About Jarvis — Local Agent

Main task: explore the capabilities and trade-offs of the GPT-OSS 20B / 120B models inside a practical, privacy-first local agent.

Inspiration

Build an assistant that can work with your files locally, surface insights, and act as a trustworthy helper—useful for individuals and for teams that must keep internal data private. We also wanted a clean way to switch providers (OpenRouter, HF Router, Ollama) without rewriting code, and to learn where big OSS models shine or struggle.

What it does

  • Folder sandbox: choose an Action Folder; all operations are constrained to it.
  • Six actions: Explore folder, Analyze documents, Translate, Extract data, Generate new document (e.g., README), and Batch actions (shell).
  • Smart tools (when supported): list/search files, read txt/pdf/docx/xlsx/csv, count by type, write files, optional shell, OCR via Tesseract (with Poppler for PDFs).
  • Safe mode & step limit: shell off by default; slider caps agent steps.
  • Multi-provider switch: OpenRouter / HF Router / local Ollama (OpenAI-compatible /v1) with per-backend model mapping and .env keys.
  • When tools aren’t supported: Jarvis still works in paste-in mode—you paste a file list, document text, or OCR output into chat, and Jarvis summarizes, analyzes, translates, or structures it. Use the Save action to write results.

How we built it

  • UI: Python + Gradio (dark theme), file explorer, “Apply settings,” presets for the six actions, warnings if tool-calling isn’t available.
  • Agent: HuggingFace smolagents CodeAgent, LiteLLMModel, plus an OpenAI-compatible client for HF Router.
  • Providers:
    • OpenRouter (https://openrouter.ai/api/v1)
    • HF Router (https://router.huggingface.co/v1, provider-suffixed model IDs like …:fireworks-ai)
    • Ollama via OpenAI shim (http://localhost:11434/v1)
  • Config: single MODEL_BY_BACKEND map; TOOLS_CAPABLE toggles tool-calls per backend; agent cache keyed by backend/model/safety.
  • Docs & data: resilient encoding (UTF-8, CP1251/866, etc.), delimiter detection for CSV, quick previews for Excel/PDF, OCR for scans.

Challenges we ran into

  • Tool-calling variance: many OSS models (incl. gpt-oss-20b) chat well but don’t emit structured OpenAI tool_calls. Mitigation: clearly document paste-in mode when tools aren’t available.
  • Endpoint gotchas: Ollama native vs /v1 OpenAI path; HF Router provider suffix; credentials and usage fields.
  • Framework quirks: smolagents API changes, Gradio state deep-copy rules, file-explorer/global state fixes.
  • Windows specifics: code pages & Cyrillic encoding, Tesseract & Poppler paths.
  • Hardware limits: local 120B is impractical on our machine; used APIs for that scale.

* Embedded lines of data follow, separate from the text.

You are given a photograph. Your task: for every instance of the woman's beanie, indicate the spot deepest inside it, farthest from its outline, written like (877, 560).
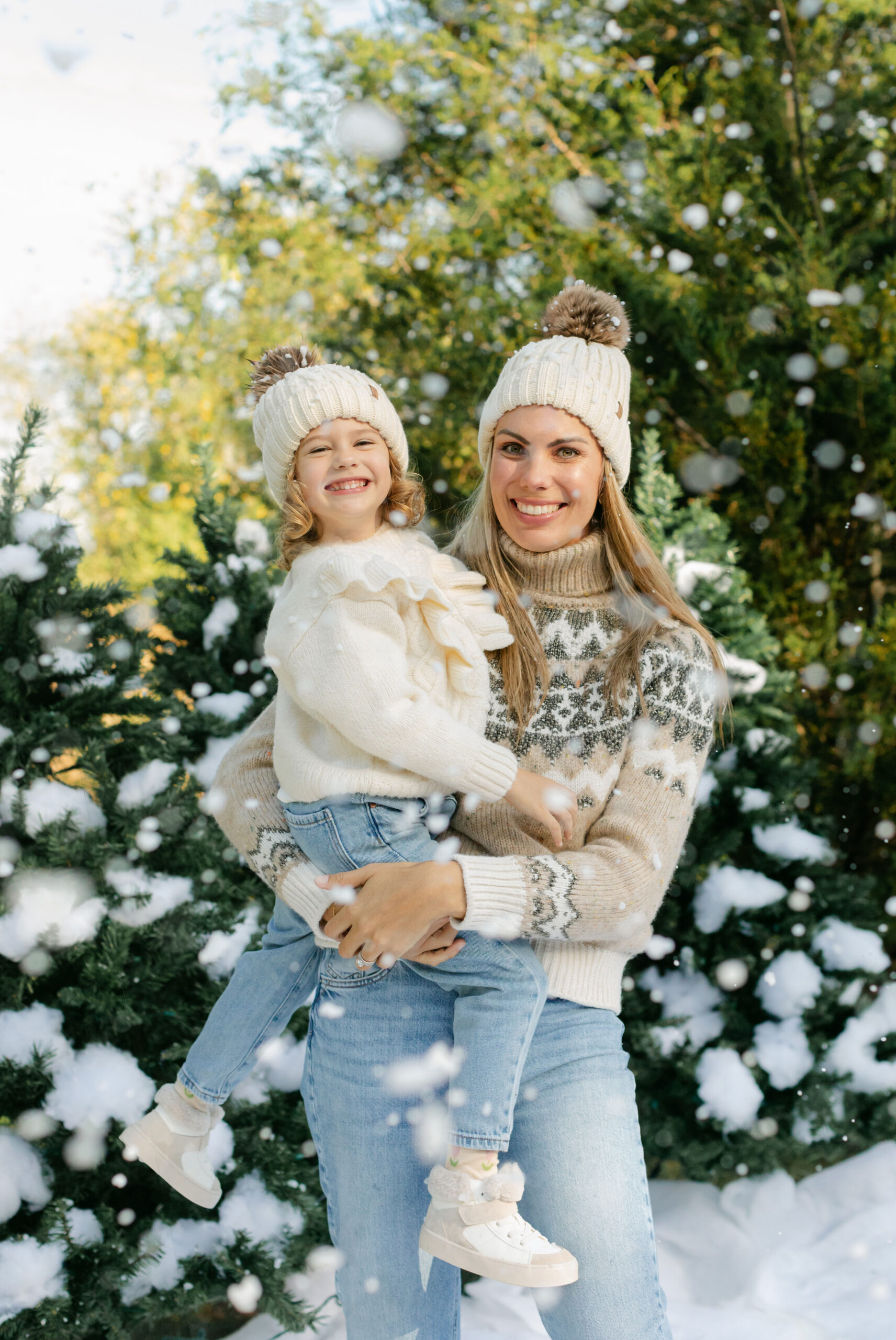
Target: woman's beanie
(296, 392)
(580, 369)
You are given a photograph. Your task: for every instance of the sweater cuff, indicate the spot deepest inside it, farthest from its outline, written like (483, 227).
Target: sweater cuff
(490, 774)
(299, 891)
(496, 897)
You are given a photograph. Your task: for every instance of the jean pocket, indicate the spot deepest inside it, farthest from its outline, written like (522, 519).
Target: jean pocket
(318, 835)
(401, 829)
(338, 973)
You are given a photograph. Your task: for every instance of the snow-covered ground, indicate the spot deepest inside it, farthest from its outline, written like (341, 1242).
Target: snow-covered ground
(767, 1259)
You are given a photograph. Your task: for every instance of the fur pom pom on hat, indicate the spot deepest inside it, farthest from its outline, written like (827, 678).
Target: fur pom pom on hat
(580, 367)
(296, 392)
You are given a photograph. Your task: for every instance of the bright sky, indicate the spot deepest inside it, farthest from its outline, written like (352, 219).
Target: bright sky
(98, 98)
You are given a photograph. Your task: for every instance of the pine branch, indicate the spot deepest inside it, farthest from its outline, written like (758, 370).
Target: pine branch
(30, 428)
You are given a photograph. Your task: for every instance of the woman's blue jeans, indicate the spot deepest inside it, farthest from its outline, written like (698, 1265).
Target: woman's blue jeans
(575, 1134)
(497, 988)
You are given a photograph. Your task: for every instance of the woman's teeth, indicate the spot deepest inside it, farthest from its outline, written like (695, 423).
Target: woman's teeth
(537, 510)
(348, 487)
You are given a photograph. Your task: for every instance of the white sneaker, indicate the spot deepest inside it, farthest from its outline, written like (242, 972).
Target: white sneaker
(173, 1141)
(475, 1225)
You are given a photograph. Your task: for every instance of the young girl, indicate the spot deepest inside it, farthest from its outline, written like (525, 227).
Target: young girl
(378, 642)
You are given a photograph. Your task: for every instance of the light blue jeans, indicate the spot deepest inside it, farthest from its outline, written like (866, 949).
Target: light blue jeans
(499, 988)
(575, 1135)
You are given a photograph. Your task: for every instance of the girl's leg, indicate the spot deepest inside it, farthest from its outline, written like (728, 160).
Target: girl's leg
(374, 1183)
(576, 1137)
(267, 988)
(501, 991)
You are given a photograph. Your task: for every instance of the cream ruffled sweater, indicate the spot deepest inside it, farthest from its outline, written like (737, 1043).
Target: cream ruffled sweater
(588, 908)
(378, 647)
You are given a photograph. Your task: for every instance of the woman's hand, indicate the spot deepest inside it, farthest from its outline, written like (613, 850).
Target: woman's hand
(397, 908)
(552, 805)
(441, 945)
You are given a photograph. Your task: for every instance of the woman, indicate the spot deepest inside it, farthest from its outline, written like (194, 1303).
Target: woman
(610, 688)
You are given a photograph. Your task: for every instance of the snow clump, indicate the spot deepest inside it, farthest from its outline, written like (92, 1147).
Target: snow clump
(83, 1226)
(248, 1209)
(51, 908)
(47, 800)
(99, 1085)
(726, 1089)
(792, 842)
(23, 562)
(782, 1052)
(30, 1272)
(689, 996)
(37, 1028)
(789, 985)
(221, 951)
(228, 707)
(205, 768)
(846, 948)
(165, 893)
(727, 888)
(20, 1177)
(279, 1066)
(854, 1052)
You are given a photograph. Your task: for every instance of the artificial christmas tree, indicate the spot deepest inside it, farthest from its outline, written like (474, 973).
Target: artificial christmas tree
(726, 173)
(124, 914)
(758, 1032)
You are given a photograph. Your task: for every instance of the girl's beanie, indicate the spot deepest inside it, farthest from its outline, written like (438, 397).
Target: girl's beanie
(580, 369)
(296, 392)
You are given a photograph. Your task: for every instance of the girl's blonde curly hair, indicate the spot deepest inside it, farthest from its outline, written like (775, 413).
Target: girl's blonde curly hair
(405, 503)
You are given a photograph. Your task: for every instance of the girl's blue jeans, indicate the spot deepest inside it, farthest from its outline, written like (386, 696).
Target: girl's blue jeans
(497, 989)
(575, 1135)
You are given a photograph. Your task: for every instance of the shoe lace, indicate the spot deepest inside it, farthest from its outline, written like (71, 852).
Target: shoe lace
(521, 1235)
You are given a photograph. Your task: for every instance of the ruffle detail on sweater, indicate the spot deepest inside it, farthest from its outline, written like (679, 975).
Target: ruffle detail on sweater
(468, 591)
(464, 622)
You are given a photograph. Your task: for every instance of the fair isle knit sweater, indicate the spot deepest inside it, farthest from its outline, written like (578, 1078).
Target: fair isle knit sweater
(588, 908)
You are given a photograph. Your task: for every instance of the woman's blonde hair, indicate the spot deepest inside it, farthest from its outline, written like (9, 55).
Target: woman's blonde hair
(645, 595)
(298, 524)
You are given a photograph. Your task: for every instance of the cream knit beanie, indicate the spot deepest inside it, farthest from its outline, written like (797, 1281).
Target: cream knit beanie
(580, 369)
(296, 392)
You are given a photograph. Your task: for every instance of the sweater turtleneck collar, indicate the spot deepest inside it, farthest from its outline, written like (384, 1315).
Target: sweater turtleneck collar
(576, 571)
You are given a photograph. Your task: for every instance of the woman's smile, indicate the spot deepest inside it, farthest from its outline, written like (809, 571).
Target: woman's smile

Accomplishments that we’re proud of

  • A working local agent with a clean UI, cross-provider support, and a safe sandbox.
  • OCR integration, resilient readers, and practical presets that deliver value fast.
  • Clear step-limit and logs so advanced users can inspect behavior.

What we learned

  • Provider differences matter: the same model name can require different IDs/adapters.
  • Designing for graceful fallback (to paste-in mode) keeps the app useful across providers.
  • Small UX choices (safe defaults, previews, explicit outputs like reports/*.md) increase trust.
  • Centralized config prevents cross-provider “default” mixups.

What’s next for Local agent Jarvis

  • UI polish: action wizards, richer previews, per-action options (glob/regex/lang).
  • Docs & blog: write up the architecture and provider nuances; public demo.
  • Plugins: table extraction from PDFs, diff/review helpers, one-click exports.
  • RAG option: local embeddings + vector search for large folders (privacy-first).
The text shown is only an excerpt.